Sunday, November 16, 2014


The reason we count them as all joy is the purpose of trials. Verse 3 tells us the testing of your faith produces steadfastness. You are steadfast when you do not waver in your faith, when you endure, when you are firm. Steadfastness and endurance are traits of a mature believer. A mature believer is one who is much like Christ. God works in us for our sanctification, making us more and more like Christ.

Did Jesus have joy in trials? Hebrews 12:2 tell us to look to Jesus who for the joy that was set before him endured the cross, despising the shame. Jesus did not have this trial to sanctify himself, but to save us. But the writer of Hebrews used it as an example for us so that we will endure, not grow weary or fainthearted. (Hebrews 12:3) In other words, so that we will be steadfast.

Steadfastness is not the end result, however. Steadfastness has an effect on us, making us perfect and complete. (4) James said to let it have its full effect on us. We grow in faith. We grow in holiness.

Some of you have faced great trials. You have been seriously ill. You have lost a job. You have been divorced. You have lost friends. You have been persecuted for your faith. All of us will face trials at some point. You can get angry or panic. Or you can count it as joy, trusting God to do his work on you, and wait for it to be over. Once you have trusted God through a trial, you have even greater faith. You become steadfast. You become holy. You become complete.

In addition to Jesus himself, there are other examples in the Bible. As I mentioned, Job faced great trials, but honored the Lord. When Peter and John were arrested for preaching, thy rejoiced that they were counted worthy to suffer dishonor for the name of Jesus. (Acts 5:41) Paul went to prison but wrote that he rejoiced because he believed that Christ would be honored in his body, whether Paul lived or died. (Philippians 1:18)

You may be thinking, how can I get to be like that. James gives us the answer. In verse 5, he said if we lack wisdom we can ask God for it. We quote this out of context all the time. But he is speaking in the framework of trials. If we lack wisdom on how to handle this trial, God will give it generously and without reproach.

Sometimes we face a trial and know exactly what to do. When I faced political turmoil in my job a few years ago, I knew God wanted me to trust him to fix it and avoid taking revenge. I knew this from study of the Bible. But when I faced a trial due to a bad business parter, I did not know what to do and prayed for God to show me. He did and I got through it and learned to trust and to ask.

James says God gives generously. He will give you the wisdom you need to handle the trial. He will not withhold from you. He also does this without reproach. Have you ever asked somebody a question, and gotten the answer, but made to feel stupid? God does not do that. He literally gives wisdom single-mindedly.

And in the same way, we must ask for wisdom without doubting. You cannot really stand firm and doubt at the same time. So, you cannot ask God for wisdom on how to be steadfast if you doubt that God can or will give it. You are unstable, saying one thing and believing another.

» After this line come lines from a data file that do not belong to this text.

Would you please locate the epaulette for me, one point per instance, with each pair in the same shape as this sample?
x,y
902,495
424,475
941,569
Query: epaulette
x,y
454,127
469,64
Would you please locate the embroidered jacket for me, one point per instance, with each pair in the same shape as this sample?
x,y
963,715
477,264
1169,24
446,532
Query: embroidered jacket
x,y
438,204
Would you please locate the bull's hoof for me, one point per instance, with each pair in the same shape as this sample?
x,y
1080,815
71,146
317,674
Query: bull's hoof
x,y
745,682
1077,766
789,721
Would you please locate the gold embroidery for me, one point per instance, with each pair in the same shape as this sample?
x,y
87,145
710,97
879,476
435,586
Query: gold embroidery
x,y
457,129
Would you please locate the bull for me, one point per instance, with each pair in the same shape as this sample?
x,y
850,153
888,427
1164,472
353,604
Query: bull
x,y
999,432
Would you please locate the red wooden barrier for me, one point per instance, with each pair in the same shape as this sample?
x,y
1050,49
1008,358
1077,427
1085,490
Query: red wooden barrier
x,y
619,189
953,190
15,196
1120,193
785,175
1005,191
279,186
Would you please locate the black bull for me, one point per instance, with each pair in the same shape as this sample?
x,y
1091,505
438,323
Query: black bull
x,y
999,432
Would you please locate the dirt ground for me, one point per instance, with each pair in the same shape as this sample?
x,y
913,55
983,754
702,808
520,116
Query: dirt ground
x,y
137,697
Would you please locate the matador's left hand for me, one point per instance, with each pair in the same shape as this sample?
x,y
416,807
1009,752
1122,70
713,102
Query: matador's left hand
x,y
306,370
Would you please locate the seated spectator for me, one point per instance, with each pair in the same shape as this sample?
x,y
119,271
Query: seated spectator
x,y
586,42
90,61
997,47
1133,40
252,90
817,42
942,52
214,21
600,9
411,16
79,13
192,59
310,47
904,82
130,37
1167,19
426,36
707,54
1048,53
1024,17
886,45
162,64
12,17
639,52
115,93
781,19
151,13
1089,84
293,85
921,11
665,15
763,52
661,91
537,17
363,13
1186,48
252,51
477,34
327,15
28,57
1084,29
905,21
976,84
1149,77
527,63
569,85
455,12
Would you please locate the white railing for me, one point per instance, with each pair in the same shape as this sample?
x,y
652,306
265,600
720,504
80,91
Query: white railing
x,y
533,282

I think many folks approach a test this way. They ask God to help, but actually doubt that he can help. Then they face the trial in doubt and fear and anger and do not receive any spiritual growth from it. Sometimes God is gracious and still handles the trial or makes it come out all right, but the believer does not receive the full benefit of the trial. So his or her testimony is “I was not sure God would help me and I really was terrified but he did and now I am relieved”. But it could have been, I asked God for wisdom and he gave it to me. I endured the trial and praise God for the ability to face it and grow from it.